Working From Home & Creating a Permanent Remote Work Strategy
One day we were in the office and the next we were working from home
Table of Contents
5 considerations for creating a permanent remote work strategy
Ryan Easter couldn’t believe he was being asked to run a pandemic business continuity test.
It was late October, 2019 and Easter, IT Director and a principal at Johnson Investment Counsel, was being asked by regulators to ensure that their employees could work from home with the same capabilities they had in the office.
In addition, the company needed to evaluate situations where up to 50% of personnel were impacted by a virus and unable to work, forcing others to pick up their internal functions and workload.
“I honestly thought that it was going to be a waste of time,” said Easter. “I never imagined that we would have had to put our pandemic plan into action. But because we had a tested strategy already in place, we didn’t miss a beat when COVID-19 struck.”
In the months leading up to the initial test, Johnson Investment Counsel developed a work anywhere blueprint with their technology partner Evolve IP. The plan covered a wide variety of integrated technologies including voice services, collaboration, virtual desktops, disaster recovery and remote office connectivity.
“Having a strategy where our work anywhere services were integrated together was one of the keys to our success,” said Easter. “We manage about $13 billion in assets for clients across the United States and provide comprehensive wealth and investment management to individual and institutional investors.
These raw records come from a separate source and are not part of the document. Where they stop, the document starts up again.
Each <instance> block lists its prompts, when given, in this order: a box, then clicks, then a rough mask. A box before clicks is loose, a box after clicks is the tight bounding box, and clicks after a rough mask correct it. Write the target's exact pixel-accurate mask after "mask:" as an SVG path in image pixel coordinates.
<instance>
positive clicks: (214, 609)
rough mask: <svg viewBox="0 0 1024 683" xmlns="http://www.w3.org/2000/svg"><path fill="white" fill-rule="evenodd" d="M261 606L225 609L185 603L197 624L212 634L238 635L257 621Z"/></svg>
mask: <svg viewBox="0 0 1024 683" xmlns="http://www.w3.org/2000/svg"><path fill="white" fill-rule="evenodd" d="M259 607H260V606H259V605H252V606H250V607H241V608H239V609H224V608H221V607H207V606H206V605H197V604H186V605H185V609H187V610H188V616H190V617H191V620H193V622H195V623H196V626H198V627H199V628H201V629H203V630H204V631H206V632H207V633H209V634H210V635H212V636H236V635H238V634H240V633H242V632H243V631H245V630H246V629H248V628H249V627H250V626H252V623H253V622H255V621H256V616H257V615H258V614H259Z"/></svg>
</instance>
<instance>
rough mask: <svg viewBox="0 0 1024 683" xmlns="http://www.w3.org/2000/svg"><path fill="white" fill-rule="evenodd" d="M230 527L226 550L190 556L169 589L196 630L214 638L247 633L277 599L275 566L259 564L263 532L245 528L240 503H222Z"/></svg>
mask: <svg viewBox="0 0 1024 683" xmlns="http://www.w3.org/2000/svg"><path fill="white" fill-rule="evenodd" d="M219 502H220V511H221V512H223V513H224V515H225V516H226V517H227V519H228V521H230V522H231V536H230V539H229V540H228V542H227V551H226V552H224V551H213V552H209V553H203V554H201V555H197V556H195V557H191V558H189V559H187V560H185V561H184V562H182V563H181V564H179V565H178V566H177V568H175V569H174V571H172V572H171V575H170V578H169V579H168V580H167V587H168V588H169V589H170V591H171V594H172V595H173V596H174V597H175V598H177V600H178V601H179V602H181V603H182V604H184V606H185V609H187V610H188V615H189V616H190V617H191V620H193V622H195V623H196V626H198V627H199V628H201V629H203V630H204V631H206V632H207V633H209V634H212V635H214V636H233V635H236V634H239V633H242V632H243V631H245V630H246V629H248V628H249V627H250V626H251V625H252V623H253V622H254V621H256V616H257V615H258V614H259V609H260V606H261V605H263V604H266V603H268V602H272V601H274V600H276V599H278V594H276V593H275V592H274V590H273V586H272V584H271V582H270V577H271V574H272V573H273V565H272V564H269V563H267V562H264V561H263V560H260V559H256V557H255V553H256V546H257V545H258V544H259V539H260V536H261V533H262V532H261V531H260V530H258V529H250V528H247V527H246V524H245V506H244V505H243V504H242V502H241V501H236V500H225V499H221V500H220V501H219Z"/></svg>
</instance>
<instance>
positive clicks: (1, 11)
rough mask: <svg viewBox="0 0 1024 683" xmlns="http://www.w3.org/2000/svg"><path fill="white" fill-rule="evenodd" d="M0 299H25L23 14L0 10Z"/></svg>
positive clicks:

We have our own line of mutual funds, a state-chartered trust company, a proprietary charitable gift fund, with research analysts and traders covering both equity and fixed income markets. Duct taping one-off solutions wasn’t going to cut it.”
Easter continued, “It was imperative that our advisors could communicate with clients, collaborate with each other and operate the business seamlessly. That included ensuring we could make real-time trades and provide all of our other client services.”
Five months later, the novel coronavirus hit the United States and Johnson Investment Counsel’s blueprint test got real.